Scorie nucleari: il Consiglio comunale di Matera dice “no”

MATERA. C’è l’unanimità ( 32 voti favorevoli) a negare ogni possibilità di realizzare un deposito di scorie nucleari in Basilicata anche da parte del Consiglio comunale di Matera.
Dopo la Regione Basilicata, l’Anci, le Province, l’assise materana in seduta straordinaria ha fornito un coro di “no” approvando un apposito documento.

E’ stato, dunque, deliberato, di dichiarare la totale contrarietà all’individuazione della regione Basilicata come sede di Deposito Nazionale per i rifiuti radioattivi e Parco Tecnologico così come ipotizzato dalla proposta di Carta Nazionale delle Aree Potenzialmente Idonee (Cnapi) ; di ritenere denuclearizzato il territorio; di dare mandato al sindaco a produrre tutte le osservazioni utili a comprovare l’inidoneità del Comune di Matera , di supportare i governi regionali di Basilicata e Puglia nella messa in campo delle conseguenti azioni e di interlocuzione col governo nazionale, e di rappresentare gli interessi del Comune di Matera in qualunque sede.

Il provvedimento è immediatamente esecutivo.

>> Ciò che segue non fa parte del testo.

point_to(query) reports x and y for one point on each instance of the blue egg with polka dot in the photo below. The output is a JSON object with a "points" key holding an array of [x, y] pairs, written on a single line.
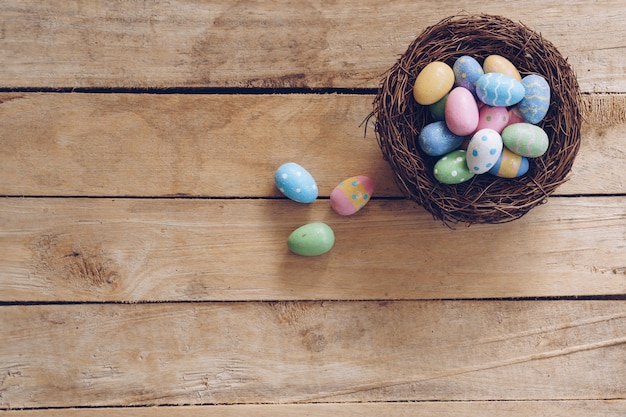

“Il territorio – ha detto l’assessore all’Ambiente Lucia Summa – paga già il suo prezzo nel settore energetico, con le estrazioni petrolifere e con l’impianto Itrec della Sogin di Rotondella “.

“Una presa in giro i 60 giorni per presentare le osservazioni” – ha sottolineato il consigliere Doria. “Troppo pochi. Dobbiamo dimostrare scientificamente e geologicamente che le zone lucane individuate sono inidonee. Valutazioni che possono essere avanzate solo da un pool di esperti – come quello che si sta costituendo in Puglia”.

“Non c’è niente di più bello che condividere una battaglia comune” – ha detto il sindaco Domenico Bennardi. “Oggi siamo chiamati a produrre osservazioni, ma sto tentando una strada parallela: il parco dell’ Alta Murgia si candida a geoparco dell’Unesco e il percorso è avviato. Le analogie col territorio materano ci permettono di ipotizzare un coinvolgimento nel progetto con ampliamento dei confini. Ciò significa che, automaticamente, non avremmo il deposito per i rifiuti radioattivi”.